Darwin's studies of finches in the Galapagos Islands revealed that the birds' beak length affected their survival, a finding that spawned his famous survival-of-the-fittest theory known as natural selection. A new study from the Human Biology Division finds evidence that natural selection had a strong influence on shaping the DNA differences associated with different racial or ethnic groups. The finding could speed the search for genes that affect an individual's risk of cancer and other diseases.
Researchers analyzed the evolution of 132 genes by sequencing them in 24 African-Americans and 23 European-Americans, and detected DNA changes indicative of natural selection in eight of the genes in the European-American population. The scientists speculate that these changes originally evolved as a way to survive in the new environmental conditions people encountered as they moved into Europe from Africa between 25,000 to 50,000 years ago.
Since populations that once benefited from certain genetic changes may live under very different environmental conditions today, some relics of natural selection may no longer provide a survival advantage and could even put carriers at increased risk for disease. Studying the legacy of natural selection could be of enormous benefit to scientists who hope to pinpoint the sets of genes that underlie cancer, heart disease and other so-called complex diseases, said Dr. Leonid Kruglyak, whose laboratory led the analysis.
"Although it remains to be demonstrated conclusively, there are strong arguments to support the idea that genes that have undergone natural selection are likely to be involved in disease susceptibility," he said.
The study, published in the October issue of the journal Public Library of Science Biology, was led by Dr. Joshua Akey, who conducted the work while a postdoc in Kruglyak's lab and is now an assistant professor of genome sciences at the University of Washington. Other co-authors included Dr. Michael Eberle, a research scientist in the Kruglyak lab, Dr. Deborah Nickerson and colleagues at UW and collaborators at Pennsylvania State University.

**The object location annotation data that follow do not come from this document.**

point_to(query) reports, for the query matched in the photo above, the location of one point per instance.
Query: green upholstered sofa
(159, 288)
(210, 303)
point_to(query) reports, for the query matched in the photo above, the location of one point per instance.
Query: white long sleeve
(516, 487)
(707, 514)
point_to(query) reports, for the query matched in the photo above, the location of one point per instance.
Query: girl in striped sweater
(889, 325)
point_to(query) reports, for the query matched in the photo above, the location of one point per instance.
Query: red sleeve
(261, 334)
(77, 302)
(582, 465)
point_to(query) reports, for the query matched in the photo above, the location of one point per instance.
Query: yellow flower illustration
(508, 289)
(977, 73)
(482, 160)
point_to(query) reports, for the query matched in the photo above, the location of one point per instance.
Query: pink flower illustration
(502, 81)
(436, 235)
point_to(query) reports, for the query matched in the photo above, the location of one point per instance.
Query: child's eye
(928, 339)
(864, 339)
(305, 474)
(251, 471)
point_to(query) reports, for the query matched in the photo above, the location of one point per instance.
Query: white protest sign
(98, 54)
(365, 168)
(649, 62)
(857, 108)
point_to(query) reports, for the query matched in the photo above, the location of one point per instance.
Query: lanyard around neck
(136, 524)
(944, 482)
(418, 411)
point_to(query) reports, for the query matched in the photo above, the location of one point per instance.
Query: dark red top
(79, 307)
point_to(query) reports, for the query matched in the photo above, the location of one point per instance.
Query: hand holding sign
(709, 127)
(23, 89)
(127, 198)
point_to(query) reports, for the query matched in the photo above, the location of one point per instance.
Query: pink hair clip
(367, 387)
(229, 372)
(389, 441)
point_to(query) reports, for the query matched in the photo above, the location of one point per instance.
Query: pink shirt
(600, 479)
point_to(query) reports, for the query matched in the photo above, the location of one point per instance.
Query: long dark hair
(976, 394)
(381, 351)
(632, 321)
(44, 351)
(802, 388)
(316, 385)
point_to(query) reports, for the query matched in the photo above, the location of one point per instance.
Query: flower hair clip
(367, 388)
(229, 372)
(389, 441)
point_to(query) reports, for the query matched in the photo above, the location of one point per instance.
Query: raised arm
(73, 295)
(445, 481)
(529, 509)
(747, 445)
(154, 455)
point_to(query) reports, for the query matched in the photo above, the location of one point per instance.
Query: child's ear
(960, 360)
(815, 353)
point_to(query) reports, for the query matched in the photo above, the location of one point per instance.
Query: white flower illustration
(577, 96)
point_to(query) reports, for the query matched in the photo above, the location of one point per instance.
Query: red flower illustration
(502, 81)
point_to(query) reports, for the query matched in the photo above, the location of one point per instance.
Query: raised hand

Small changes in the DNA sequence of genes have occurred randomly during the course of evolution, which is what makes the DNA from any two individuals unique. Many variants occur at high frequency in the population as a result of random demographic events. Other variants may become prevalent — that is, undergo natural selection — because offspring who inherit them gain a survival advantage. Genes that have been shaped by natural selection have been difficult to find because the majority of genetic changes that have occurred during thousands of years of evolution are thought to confer no appreciable survival advantage, Kruglyak said.
Chromosome 7, milk and prostate cancer
"The way to identify genes that have been the target of natural selection is to look at variation in many different genes within the genomes of many individuals from different racial or ethnic backgrounds," he said. "Then we look for genes that have undergone much more change than would be expected to have occurred if the changes had a neutral effect on fitness. The tools for doing this have only recently become available, which made this study possible."
In the paper, researchers describe the largest signature of natural selection discovered to date: a series of four contiguous genes on Chromosome 7 that appear to have been transformed as people in Europe began to drink more cow and goat milk. The researchers hypothesize that people who inherited certain variations of these genes may be better able to absorb calcium into their bodies, an idea Akey intends to explore in future studies.
One of the genes, called TRPV6, has been implicated in the development or aggressiveness of prostate cancer. It and another gene in the region, TRPV5, are also involved in calcium absorption in the kidney, intestine and placenta. Scientists had previously found that genetic variation in a gene involved in metabolism of lactose in European populations, which enables carriers to digest milk, conferred as survival advantage to carriers 10,000-20,000 years ago. The new finding seems to complement that discovery because the body would not only need to be tolerant to lactose but also be able to absorb the calcium.
The researchers also describe additional genes that have been affected by selection and show a connection to diseases such as high blood pressure, kidney disease, susceptibility to infection, asthma and Alzheimer's disease.
The findings are reminiscent of the "thrifty gene hypothesis" that was originally proposed to explain the high prevalence of Type 2 diabetes. The thrifty gene hypothesis argues that genetic variation that encouraged people to eat and store lots of food was beneficial at one point in human history when resources were scarce, but is now detrimental and increases susceptibility to diseases such as diabetes and obesity.
"The environment of modern humans is dramatically different compared to our ancestors who lived just 10,000 years ago," Akey said. "For example, now we have unlimited access to fast food and super-sized versions of everything. Although the 'thrifty gene hypothesis' may be overly simplistic, the basic idea that genetic variation that once helped us but is now working against us may indeed turn out to be true for some genes that increase susceptibility to complex diseases. If this is true, finding genes that have been affected by natural selection may also help us find complex disease genes."